Last week, San Francisco 49ers rookie linebacker Chris Borland quit the National Football League. He walked away from a career that promised millions in salary, bonuses and endorsements, crediting fear of injuring his brain in the course of bruising play for that all but unprecedented trip to the showers.
With suicides of several of its retirees – most notably Junior Seau in 2012 — attributed to TBI, the NFL has been under siege on concussion-related issues for some time now. Thousands of former players and their families have filed lawsuits. The league has established a three-quarters-of-a-billion-dollars restitution fund. More than 18,000 veterans of the game may be eligible for benefits. It has announced nearly $50 million in grants for brain research to the National Institutes of Health Foundation and other institutions.
The NFL is not alone. The NHL, Major League Baseball, the NBA, the NCAA, NASCAR, even Little League baseball have all taken media heat or faced litigation over brain injuries sustained in their contests. National Geographic reflected a broad consensus in the media and popular culture about TBI when it reported in early March, “not only is there no secure means of diagnosis, but there [is]… no cure.”
This is where the military comes in.
For in fact TBI is being diagnosed and successfully treated today in a series of special centers that a private foundation – the Intrepid Fallen Heroes Fund (IFHF) — has been quietly building on military bases around the country. Thanks to science developed at a companion research facility the foundation constructed on the campus of Walter Reed Medical Center near Washington, these centers provide a level of clinical treatment that is an estimated 7-8 years ahead of that available anywhere else in the world. As the head physician of one of them told me recently, “As determined by a battery of standardized neuro-cognitive tests that certify a soldier prepared to return to active duty… our success rate in TBI treatment is running at 92 percent.”
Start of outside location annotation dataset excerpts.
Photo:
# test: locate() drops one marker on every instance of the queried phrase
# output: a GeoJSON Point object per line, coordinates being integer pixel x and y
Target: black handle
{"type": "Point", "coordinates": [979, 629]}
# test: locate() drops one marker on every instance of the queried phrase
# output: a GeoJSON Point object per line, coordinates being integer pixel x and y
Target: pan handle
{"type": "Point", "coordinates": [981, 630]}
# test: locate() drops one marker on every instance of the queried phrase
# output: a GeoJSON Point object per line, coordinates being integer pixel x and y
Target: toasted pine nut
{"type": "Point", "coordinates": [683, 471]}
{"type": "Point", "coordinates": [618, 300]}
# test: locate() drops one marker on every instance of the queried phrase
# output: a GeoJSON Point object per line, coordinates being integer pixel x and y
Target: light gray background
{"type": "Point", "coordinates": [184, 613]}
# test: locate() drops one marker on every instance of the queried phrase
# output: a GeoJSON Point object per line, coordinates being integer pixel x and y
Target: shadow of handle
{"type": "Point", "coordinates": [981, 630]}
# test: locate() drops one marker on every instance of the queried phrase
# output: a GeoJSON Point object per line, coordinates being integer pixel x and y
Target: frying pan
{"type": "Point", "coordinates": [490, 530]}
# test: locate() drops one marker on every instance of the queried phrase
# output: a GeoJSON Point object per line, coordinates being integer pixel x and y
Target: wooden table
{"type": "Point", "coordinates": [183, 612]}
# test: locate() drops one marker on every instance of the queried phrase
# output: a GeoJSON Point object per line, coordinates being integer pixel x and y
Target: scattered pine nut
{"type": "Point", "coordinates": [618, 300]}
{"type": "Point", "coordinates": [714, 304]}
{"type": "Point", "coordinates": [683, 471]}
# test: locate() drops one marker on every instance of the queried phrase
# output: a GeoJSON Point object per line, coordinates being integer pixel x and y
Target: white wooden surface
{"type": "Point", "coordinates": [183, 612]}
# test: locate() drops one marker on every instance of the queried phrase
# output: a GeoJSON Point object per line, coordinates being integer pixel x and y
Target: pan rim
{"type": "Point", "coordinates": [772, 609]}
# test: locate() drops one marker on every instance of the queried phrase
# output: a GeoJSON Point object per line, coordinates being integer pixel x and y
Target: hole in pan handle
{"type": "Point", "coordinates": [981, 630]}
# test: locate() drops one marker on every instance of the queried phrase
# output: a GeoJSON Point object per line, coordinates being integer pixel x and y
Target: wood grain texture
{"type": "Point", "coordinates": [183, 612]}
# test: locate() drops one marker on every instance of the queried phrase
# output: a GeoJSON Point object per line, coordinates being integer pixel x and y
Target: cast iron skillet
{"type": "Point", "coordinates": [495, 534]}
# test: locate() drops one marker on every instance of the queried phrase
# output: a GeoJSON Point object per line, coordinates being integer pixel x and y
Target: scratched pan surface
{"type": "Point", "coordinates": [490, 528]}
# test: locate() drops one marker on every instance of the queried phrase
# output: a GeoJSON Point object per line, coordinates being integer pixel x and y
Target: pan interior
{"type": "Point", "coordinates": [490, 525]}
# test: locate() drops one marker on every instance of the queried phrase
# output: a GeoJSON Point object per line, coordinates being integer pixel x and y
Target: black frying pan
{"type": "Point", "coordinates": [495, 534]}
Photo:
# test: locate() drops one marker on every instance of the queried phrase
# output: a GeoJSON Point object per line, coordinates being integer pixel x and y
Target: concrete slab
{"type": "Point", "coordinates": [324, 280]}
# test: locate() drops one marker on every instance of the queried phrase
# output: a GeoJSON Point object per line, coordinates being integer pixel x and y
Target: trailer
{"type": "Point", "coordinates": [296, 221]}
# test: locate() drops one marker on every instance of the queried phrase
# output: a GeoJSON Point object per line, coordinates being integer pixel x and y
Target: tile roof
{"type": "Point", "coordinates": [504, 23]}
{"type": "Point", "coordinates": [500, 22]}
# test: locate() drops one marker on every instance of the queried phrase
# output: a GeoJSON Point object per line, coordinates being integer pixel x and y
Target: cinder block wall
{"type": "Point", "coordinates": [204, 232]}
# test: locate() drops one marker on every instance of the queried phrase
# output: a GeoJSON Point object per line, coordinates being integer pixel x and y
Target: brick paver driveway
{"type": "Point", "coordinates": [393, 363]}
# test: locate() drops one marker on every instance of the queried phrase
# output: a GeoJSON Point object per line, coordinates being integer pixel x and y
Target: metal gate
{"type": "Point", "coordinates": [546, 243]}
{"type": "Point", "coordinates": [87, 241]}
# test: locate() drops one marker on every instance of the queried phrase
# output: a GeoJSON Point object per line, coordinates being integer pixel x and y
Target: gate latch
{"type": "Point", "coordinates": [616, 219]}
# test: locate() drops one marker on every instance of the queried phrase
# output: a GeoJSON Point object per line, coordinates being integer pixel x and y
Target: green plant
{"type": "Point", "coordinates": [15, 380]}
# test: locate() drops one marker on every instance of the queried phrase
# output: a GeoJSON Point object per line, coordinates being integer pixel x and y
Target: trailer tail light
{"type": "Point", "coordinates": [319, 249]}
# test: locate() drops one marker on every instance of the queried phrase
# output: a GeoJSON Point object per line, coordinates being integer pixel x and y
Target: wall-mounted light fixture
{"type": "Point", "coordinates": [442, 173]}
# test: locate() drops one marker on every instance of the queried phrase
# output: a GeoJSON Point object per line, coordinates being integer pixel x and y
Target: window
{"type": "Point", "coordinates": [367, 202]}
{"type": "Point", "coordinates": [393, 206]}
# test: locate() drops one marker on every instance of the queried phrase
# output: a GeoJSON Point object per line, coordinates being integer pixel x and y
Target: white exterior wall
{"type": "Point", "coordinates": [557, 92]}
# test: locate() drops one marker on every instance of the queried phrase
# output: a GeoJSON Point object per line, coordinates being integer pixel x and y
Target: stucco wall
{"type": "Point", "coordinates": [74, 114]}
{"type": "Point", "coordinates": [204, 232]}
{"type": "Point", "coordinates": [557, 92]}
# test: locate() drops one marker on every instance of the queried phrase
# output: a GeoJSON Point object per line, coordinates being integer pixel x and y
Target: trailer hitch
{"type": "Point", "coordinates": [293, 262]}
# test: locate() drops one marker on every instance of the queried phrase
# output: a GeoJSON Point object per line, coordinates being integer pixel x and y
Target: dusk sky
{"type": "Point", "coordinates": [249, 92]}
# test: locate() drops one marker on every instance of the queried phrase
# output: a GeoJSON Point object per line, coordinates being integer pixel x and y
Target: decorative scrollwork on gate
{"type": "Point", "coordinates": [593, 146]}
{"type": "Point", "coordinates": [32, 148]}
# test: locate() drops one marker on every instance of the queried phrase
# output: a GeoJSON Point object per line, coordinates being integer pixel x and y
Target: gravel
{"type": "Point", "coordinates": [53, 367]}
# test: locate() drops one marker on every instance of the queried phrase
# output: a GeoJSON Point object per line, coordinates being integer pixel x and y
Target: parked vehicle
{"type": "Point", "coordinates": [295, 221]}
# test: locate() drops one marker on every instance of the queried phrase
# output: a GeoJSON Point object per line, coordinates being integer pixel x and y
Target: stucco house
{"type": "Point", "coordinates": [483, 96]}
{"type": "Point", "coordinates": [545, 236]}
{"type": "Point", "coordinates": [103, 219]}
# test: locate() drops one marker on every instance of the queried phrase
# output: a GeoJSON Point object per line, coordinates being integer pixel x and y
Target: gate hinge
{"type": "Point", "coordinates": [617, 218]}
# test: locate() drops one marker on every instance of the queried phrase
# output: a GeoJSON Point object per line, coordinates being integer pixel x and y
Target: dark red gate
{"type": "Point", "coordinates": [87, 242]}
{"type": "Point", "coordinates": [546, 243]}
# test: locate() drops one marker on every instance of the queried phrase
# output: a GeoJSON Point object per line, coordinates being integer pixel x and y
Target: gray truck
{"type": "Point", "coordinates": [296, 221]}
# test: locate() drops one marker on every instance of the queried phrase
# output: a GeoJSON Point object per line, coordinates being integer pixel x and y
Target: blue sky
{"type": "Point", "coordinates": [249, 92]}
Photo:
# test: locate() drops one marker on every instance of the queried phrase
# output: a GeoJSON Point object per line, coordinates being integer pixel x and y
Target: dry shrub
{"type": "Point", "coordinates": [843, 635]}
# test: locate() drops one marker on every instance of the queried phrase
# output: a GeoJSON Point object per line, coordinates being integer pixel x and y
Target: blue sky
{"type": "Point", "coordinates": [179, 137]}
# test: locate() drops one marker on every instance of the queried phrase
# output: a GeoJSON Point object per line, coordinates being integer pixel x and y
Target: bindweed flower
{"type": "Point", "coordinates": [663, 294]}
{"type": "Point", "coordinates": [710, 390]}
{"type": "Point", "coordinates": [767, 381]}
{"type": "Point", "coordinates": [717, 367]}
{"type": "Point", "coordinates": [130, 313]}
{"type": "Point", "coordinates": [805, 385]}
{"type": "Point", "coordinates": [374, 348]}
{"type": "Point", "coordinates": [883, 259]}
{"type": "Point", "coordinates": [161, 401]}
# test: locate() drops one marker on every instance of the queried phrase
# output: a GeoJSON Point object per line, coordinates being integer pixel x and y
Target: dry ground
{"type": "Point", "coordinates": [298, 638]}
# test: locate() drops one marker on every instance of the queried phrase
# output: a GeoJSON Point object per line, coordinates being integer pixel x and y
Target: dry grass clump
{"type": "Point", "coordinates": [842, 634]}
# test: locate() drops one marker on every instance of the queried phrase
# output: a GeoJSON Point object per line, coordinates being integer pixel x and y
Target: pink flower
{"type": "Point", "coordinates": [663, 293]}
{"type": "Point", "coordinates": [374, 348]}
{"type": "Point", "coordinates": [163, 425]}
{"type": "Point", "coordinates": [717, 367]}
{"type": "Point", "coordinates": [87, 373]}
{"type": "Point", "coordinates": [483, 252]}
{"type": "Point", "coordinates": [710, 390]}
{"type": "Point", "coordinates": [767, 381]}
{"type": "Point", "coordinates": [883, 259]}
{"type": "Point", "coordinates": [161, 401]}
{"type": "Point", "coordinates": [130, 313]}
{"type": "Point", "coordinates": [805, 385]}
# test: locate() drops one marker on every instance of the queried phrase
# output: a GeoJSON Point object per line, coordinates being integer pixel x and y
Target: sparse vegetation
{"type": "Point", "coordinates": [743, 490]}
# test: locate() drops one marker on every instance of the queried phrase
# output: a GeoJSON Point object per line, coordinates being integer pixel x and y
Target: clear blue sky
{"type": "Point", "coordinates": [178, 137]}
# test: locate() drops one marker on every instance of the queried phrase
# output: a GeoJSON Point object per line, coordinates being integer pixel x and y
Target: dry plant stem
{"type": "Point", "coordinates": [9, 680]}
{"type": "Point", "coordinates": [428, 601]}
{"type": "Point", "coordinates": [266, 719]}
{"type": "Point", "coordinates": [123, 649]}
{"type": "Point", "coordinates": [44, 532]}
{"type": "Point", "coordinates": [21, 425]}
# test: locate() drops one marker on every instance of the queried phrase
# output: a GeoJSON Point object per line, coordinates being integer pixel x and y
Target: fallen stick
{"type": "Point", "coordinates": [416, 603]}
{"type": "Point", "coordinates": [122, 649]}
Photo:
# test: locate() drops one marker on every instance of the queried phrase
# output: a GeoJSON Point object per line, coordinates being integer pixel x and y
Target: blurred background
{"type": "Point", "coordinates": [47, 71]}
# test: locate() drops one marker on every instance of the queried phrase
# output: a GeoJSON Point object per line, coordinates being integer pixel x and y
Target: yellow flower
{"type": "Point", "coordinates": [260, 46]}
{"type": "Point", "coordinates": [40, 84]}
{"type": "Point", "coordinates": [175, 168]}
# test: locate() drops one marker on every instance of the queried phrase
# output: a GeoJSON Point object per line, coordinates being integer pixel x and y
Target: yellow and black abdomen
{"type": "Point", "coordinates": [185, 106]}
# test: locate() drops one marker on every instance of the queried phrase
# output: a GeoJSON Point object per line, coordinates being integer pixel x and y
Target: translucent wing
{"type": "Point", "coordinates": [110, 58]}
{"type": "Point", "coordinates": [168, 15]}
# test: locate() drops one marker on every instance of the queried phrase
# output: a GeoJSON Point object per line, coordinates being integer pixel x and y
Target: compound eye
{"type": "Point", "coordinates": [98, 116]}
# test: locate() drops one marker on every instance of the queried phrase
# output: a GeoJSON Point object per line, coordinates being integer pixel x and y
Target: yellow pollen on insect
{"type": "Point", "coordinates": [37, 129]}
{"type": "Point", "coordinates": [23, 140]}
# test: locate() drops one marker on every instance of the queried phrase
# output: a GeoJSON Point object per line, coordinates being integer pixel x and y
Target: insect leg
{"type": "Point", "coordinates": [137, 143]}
The relationship between the IFHF and the armed services is rare, perhaps unique. Using only privately raised funds (no government money at all), the foundation built Walter Reed’s National Intrepid Center of Excellence (NICoE) and five current or under construction clinically oriented Intrepid Spirit Centers. It turned the completed centers over to the military for operation.
To design the facilities, it teamed military and civilian doctors with its architects and engineers. The results have all but compelled the kind of cross-disciplinary collaboration at these completed centers that is producing the breakthroughs in TBI treatment reflected in the stunning outcome data. These advances are comparable to the US military’s success against infection in World War II, when the introduction of penicillin all but ended infection as a killer of our forces.
A phalanx of expert clinicians greets the soldier, Marine or SEAL who enters an Intrepid Spirit Center. The care that they provide combines advanced diagnostics and cutting edge rehabilitation techniques with non-traditional approaches such as acupuncture and yoga.
Every aspect of treatment – whether high tech brain scanning or art therapy – is built around an understanding to the brain that was beyond medical imagination until very recently. The doctors and staff see the brain not as a static organ that once injured cannot be fixed. Rather, they demonstrate daily that the brain has enormous self-healing capacities, if treatment is properly designed and tightly targeted.
The results can be measured in lives restored, marriages and families saved – and not just for service members ready to return to active duty. The researchers and physicians at both NICoE and the Intrepid Spirit Centers are sharing their findings with civilian medical centers in their regions and further afield and, through publications, with the global medical community. Young athletes, car-crash victims and so many of the rest of us benefit. The discoveries may also be opening pathways for addressing Alzheimer’s, Parkinson’s, MS and other seemingly intractable brain-related conditions. Some of the Intrepid facilities doctors have advised NFL teams, too.
IFHF has just launched a $50 million fund raising campaign to build its last four Intrepid Spirit Centers. These will be at Camp Pendleton, California (Marines); the Joint Base (Army and Air Force) Lewis-McChord near Tacoma; and Fort Carson, Colorado Springs, and Fort Bliss around El Paso (both Army).
I have enlisted in that campaign. Wouldn’t it be great if the NFL and other professional sports were to do so, too? Great for them. Great for our men and women and uniform. Great for all of us.
Clark S. Judge is managing director of the White House Writers Group, Inc., and Chairman of the Pacific Research Institute. This article appeared on the Hugh Hewitt web site and is reprinted by permission.